TheBobkin's profile image
TheBobkin

Hello @dbutch1976,

Happy to help you get your cluster back together and glad to see it.

Just for awareness - while your method of piecing the cluster back together via esxcli is perfectly okay (I have done the same more times than let's say 'most'), this is going to be more error-prone and possibly tangled for those not familiar with esxcli and/or vSAN.

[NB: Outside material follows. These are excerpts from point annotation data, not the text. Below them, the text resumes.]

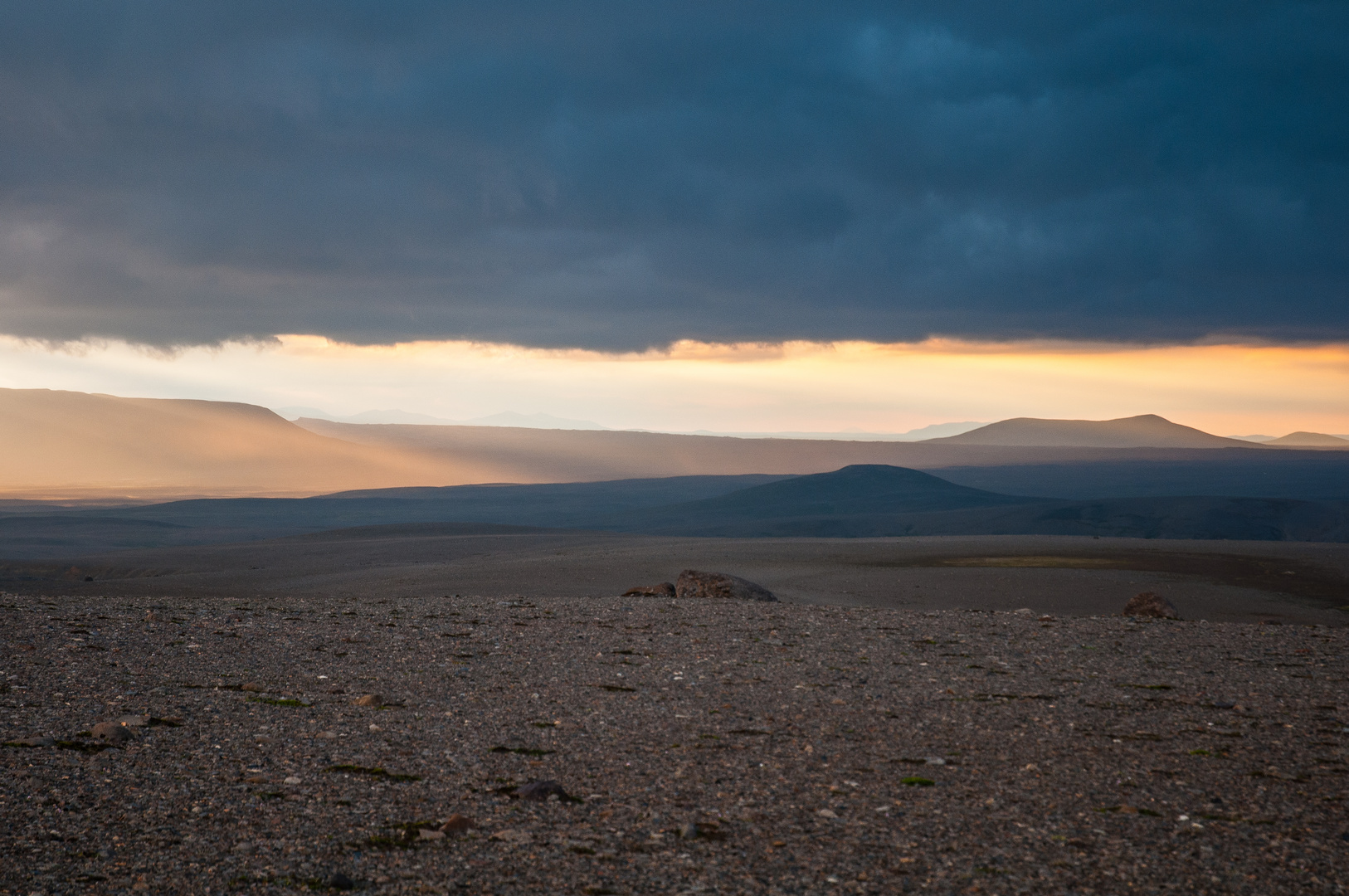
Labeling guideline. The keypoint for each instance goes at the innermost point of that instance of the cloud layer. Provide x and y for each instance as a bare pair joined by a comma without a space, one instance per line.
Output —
626,174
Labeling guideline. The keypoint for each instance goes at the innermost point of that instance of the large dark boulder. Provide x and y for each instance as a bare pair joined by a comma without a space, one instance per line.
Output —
719,585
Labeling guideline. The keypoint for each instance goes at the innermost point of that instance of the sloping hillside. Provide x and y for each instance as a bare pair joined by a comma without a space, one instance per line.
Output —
1146,431
1310,441
64,443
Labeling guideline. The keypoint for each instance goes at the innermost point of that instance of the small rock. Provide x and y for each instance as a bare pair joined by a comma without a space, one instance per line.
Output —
540,791
1151,605
694,830
719,585
112,733
36,741
663,590
456,825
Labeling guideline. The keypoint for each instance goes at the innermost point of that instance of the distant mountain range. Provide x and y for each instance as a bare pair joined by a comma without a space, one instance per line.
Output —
1146,431
394,416
858,501
84,447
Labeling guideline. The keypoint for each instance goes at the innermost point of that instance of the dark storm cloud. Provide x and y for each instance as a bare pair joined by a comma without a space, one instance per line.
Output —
621,174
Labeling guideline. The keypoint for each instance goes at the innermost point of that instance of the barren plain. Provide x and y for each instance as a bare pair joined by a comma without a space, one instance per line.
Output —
894,725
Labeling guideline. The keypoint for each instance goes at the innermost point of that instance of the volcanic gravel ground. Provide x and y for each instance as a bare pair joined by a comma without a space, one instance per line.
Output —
713,747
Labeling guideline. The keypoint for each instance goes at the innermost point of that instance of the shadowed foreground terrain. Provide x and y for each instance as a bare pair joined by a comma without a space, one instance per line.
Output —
711,747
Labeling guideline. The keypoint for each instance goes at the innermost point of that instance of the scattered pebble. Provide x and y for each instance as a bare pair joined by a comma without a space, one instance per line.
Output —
745,745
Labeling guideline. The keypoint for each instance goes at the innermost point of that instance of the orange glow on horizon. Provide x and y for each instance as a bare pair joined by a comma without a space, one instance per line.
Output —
1225,389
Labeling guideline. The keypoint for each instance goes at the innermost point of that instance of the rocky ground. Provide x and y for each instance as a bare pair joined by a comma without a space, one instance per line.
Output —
704,747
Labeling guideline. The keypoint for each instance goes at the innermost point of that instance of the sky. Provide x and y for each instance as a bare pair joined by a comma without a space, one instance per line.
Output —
627,178
748,387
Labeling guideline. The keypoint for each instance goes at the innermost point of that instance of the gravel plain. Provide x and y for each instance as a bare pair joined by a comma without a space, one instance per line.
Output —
704,747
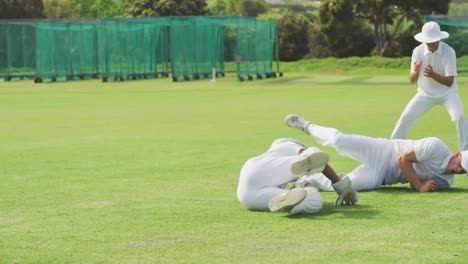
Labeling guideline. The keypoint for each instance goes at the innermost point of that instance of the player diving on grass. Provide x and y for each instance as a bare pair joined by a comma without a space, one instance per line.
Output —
264,178
427,164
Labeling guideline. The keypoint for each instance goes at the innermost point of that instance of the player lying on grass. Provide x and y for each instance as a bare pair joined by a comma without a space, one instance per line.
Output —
263,179
427,164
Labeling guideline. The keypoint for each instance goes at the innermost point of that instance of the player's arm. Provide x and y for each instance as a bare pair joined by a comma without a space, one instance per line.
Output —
442,79
405,163
414,76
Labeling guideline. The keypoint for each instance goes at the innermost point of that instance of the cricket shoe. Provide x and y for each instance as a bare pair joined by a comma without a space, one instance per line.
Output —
313,160
288,200
293,120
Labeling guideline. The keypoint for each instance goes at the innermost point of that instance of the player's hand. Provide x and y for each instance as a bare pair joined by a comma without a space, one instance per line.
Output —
428,72
349,198
346,193
417,66
428,186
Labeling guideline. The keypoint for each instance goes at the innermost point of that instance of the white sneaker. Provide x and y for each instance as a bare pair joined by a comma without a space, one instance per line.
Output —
313,161
293,120
287,201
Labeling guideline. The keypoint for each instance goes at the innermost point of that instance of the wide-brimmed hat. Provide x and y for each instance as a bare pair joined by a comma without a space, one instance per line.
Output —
430,33
464,162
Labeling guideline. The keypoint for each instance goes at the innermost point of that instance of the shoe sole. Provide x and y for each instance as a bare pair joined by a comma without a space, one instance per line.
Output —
287,201
313,161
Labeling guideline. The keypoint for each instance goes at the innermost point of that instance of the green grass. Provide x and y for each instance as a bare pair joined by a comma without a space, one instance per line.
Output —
147,171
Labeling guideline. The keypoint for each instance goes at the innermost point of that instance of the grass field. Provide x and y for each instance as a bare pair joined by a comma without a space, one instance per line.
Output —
147,171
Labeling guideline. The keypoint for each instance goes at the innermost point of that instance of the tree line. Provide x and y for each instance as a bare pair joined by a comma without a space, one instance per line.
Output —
332,28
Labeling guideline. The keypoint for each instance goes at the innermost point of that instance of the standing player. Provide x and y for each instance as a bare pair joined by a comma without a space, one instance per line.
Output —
264,178
433,67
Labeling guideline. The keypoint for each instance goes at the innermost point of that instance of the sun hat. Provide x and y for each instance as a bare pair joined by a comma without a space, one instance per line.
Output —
464,162
430,33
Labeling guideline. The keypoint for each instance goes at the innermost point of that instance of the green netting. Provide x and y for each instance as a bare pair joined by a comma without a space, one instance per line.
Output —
228,44
196,48
67,50
17,50
128,49
457,27
135,48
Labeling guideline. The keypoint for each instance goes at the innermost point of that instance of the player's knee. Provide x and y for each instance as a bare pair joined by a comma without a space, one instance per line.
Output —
312,204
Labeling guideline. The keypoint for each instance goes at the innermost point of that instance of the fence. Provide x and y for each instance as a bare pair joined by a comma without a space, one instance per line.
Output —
187,48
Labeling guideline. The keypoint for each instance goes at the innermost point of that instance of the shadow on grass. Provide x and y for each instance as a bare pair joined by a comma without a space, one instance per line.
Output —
345,211
403,189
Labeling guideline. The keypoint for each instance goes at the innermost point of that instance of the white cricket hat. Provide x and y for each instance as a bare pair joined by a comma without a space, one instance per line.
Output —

Thus why I mentioned what I did in last comment - if you just join cluster (single esxcli command per node, they will still be isolated from one another) and then re-enable vSAN on the vSphere cluster, assuming vsan-tagged vmks are correctly configured then vCenter will do 90% of the rest of the work here to get it properly configured and all nodes clustered.